Calhoun’s proposal for concurrent majorities to prevent injustice is right in line with the Madisonian design.
Turning to the second issue, the Framers were under no illusions that political institutions foster virtue. Rather, they sought to channel vice. Madison famously stated in Federalist 51 the premise behind the complex system of checks and balances: that “ambition must be made to counteract ambition.” True, Madison hoped the people would select virtuous representatives attuned to the common good—but the best that political institutions could be expected to do was to supply “precautions” against their vices:
The aim of every political constitution is, or ought to be, first to obtain for rulers men who possess most wisdom to discern, and most virtue to pursue, the common good of the society; and in the next place, to take the most effectual precautions for keeping them virtuous whilst they continue to hold their public trust. (Federalist 57)
The most important precautions were frequent elections and term limits:
The elective mode of obtaining rulers is the characteristic policy of republican government. The means relied on in this form of government for preventing their degeneracy are numerous and various. The most effectual one, is such a limitation of the term of appointments as will maintain a proper responsibility to the people.
Term limits may not be a panacea, but they constitute a specific institutional change that merits serious discussion, for it aligns with the Framers’ advocacy of precautions aimed at keeping representatives tied to their constituents’ interests.

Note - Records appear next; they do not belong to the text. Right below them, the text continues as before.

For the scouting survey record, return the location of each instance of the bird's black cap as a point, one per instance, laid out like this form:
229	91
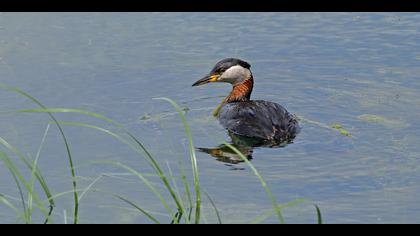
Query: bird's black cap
225	64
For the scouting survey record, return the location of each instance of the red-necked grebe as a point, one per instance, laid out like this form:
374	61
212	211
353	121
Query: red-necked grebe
243	116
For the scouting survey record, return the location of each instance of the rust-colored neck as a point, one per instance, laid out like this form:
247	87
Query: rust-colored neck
241	92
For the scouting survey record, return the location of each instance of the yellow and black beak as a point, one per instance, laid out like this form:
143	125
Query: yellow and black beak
207	79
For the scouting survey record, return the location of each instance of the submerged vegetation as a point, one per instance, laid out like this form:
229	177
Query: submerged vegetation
186	205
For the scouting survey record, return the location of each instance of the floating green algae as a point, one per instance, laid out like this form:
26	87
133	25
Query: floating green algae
389	123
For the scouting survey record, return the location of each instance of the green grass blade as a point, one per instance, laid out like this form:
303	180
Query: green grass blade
187	190
219	219
70	159
318	214
7	203
149	157
192	156
33	174
262	181
19	177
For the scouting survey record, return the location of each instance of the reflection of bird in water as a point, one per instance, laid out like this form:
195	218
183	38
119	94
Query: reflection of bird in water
266	121
245	145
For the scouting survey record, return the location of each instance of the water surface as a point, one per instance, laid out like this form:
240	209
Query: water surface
359	70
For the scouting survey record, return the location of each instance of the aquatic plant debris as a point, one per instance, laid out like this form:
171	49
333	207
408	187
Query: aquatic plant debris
389	123
341	130
335	126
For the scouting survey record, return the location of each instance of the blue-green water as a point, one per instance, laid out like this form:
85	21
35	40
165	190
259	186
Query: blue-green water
359	70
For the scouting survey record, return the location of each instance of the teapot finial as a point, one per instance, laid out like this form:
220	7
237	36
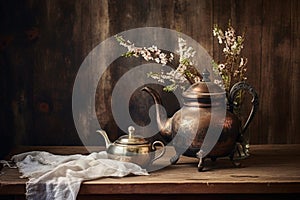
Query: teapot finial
131	131
205	74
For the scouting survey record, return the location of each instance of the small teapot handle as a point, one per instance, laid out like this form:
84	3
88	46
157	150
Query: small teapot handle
234	91
154	148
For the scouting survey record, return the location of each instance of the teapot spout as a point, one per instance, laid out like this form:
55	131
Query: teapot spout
106	139
164	125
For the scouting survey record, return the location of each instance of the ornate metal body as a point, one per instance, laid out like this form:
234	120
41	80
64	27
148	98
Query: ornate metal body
196	114
132	148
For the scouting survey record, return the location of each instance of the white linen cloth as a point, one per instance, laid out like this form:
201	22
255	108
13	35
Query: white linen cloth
57	177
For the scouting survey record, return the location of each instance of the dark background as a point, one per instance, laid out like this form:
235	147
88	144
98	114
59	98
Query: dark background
43	43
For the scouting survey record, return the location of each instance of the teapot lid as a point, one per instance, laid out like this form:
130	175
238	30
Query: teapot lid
131	138
204	89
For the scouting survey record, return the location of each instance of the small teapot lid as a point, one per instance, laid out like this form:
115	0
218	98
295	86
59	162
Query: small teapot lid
204	89
131	138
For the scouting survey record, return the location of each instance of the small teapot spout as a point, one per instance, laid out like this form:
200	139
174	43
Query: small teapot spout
106	139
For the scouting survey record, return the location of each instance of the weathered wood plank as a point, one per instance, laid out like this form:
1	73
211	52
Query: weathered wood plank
270	169
275	68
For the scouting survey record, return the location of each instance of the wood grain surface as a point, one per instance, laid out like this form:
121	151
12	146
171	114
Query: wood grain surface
43	44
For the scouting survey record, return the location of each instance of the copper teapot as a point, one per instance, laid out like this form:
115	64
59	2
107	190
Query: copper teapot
195	118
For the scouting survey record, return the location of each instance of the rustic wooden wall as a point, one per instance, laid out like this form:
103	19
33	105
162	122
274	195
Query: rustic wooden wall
43	44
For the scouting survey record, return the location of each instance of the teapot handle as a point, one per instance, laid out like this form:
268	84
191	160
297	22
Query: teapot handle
154	148
234	91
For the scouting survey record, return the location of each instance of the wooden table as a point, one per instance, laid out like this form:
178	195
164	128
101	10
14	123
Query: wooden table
271	172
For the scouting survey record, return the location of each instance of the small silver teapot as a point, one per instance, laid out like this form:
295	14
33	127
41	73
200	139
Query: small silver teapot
132	148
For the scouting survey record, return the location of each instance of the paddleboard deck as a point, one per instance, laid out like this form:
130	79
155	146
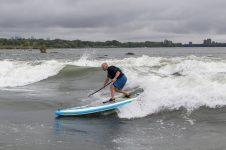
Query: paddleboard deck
100	107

Postell is right that there are unresolved tensions and problems related to the American experiment in self-government, particularly with regard to the legislative branch. Some of these have to do with the perhaps unavoidable “spirit of party” against which George Washington warned, and with the erosion over time of institutional checks and balances between the branches of government.
But if the need is for a greater stock of civic virtue, political institutions are an unlikely place to find it. Kendall’s first, non-institutional theme of “engagement, initiative, public-spiritedness, devotion to community” that Postell describes is more foundational and more promising. The Framers rightly thought the responsibility of instilling virtue fell to social institutions—chiefly families, schools, and religious congregations. Washington’s inaugural address, which Postell quotes, evincing no hint that political institutions foster virtue, declares that these depend upon “private morality,” nurtured in these ancillary social institutions. Washington’s Farewell Address expounds further on the thesis that “religion and morality” are “indispensable supports” of free government.
Improvements in our national political institutions depend on improvements in civic virtue fostered by our social institutions, not the other way around.